A numeric number specifying the median of detrend logsignals for features specified by calibrationFeature2. When comparing across datasets, those features will be calibrated to have the same median as fixMedian, while other features calibrated accordingly. The default is 4.776, which was calculated based on one ENCODE dataset used in our web tool.

Details

In the functions plotSD and plot2TX, detrended signals with value 0 will be at the same level as value 1 for giving pipeline by unitReference.

Value

A rnaseqcomp S4 class object

quantData

A filtered and calibrated list of quantifications for downstream analysis.

condInfo

A factor documenting sample condition information.

repInfo

A factor documenting sample replicate information.

refMed

A list of numeric vectors giving the log scale medians of calibration features in different pipelines.

scaler

A number that was used for scaling quantifications onto reference pipeline.

Examples

data(simdata)
condInfo <- factor(simdata$samp$condition)
repInfo <- factor(simdata$samp$replicate)
evaluationFeature <- rep(TRUE, nrow(simdata$meta))
calibrationFeature <- simdata$meta$house & simdata$meta$chr == 'chr1'
unitReference <- 1
dat <- signalCalibrate(simdata$quant, condInfo, repInfo, evaluationFeature,
calibrationFeature, unitReference, calibrationFeature2 = calibrationFeature)

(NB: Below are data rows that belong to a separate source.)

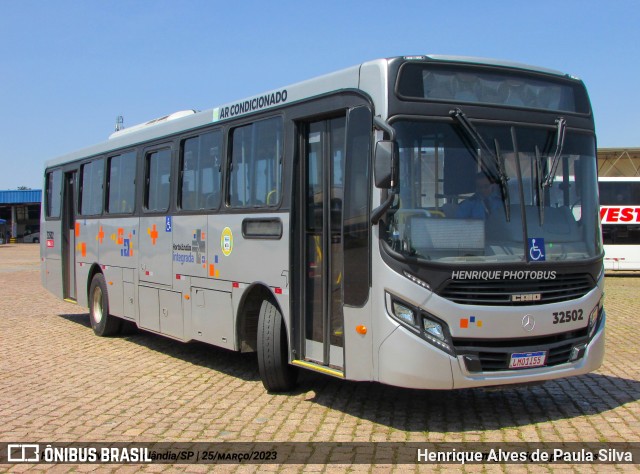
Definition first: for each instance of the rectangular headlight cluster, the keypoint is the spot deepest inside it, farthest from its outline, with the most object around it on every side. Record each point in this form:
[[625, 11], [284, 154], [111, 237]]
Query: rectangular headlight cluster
[[425, 325]]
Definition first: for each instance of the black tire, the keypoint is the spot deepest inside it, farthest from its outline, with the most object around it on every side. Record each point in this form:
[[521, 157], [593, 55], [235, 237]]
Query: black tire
[[102, 323], [273, 356]]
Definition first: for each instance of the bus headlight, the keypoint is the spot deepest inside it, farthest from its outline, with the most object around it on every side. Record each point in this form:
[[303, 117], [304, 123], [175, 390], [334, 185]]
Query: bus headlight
[[425, 325], [435, 332], [404, 314]]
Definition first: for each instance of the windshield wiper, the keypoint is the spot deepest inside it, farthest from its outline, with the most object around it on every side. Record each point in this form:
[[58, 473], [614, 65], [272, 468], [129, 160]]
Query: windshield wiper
[[561, 131], [539, 186], [471, 132]]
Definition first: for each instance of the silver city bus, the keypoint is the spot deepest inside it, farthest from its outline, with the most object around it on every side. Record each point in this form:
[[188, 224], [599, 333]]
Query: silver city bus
[[427, 222]]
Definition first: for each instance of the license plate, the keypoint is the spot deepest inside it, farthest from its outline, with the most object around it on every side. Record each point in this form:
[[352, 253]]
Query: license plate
[[526, 360]]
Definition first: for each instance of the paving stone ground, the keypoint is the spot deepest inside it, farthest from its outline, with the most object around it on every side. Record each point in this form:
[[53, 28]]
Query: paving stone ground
[[59, 382]]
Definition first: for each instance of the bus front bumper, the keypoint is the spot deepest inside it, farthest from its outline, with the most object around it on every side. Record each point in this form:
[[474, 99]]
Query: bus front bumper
[[405, 360]]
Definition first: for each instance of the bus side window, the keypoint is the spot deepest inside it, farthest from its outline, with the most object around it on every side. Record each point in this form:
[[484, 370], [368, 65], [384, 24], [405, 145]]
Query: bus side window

Example of Quantifications on Simulation Data

Description

This dataset include quantifications on 15776 transcripts on two cell lines each with 8 replicates. The true differential expressed transcripts were simulated. Quantifications from two pipelines (RSEM and FluxCapacitor) are included in this dataset at simdata$quant. Meta information of transcripts is included at simdata$meta, inlcuding if they belongs to house keeping genes and their true fold change status. Sample information is included at simdata$samp.

Format

A list of objects including list of two 15776*16 quantification matrices, one 15776*6 data frame with meta information and one 16*3 data frame with sample information.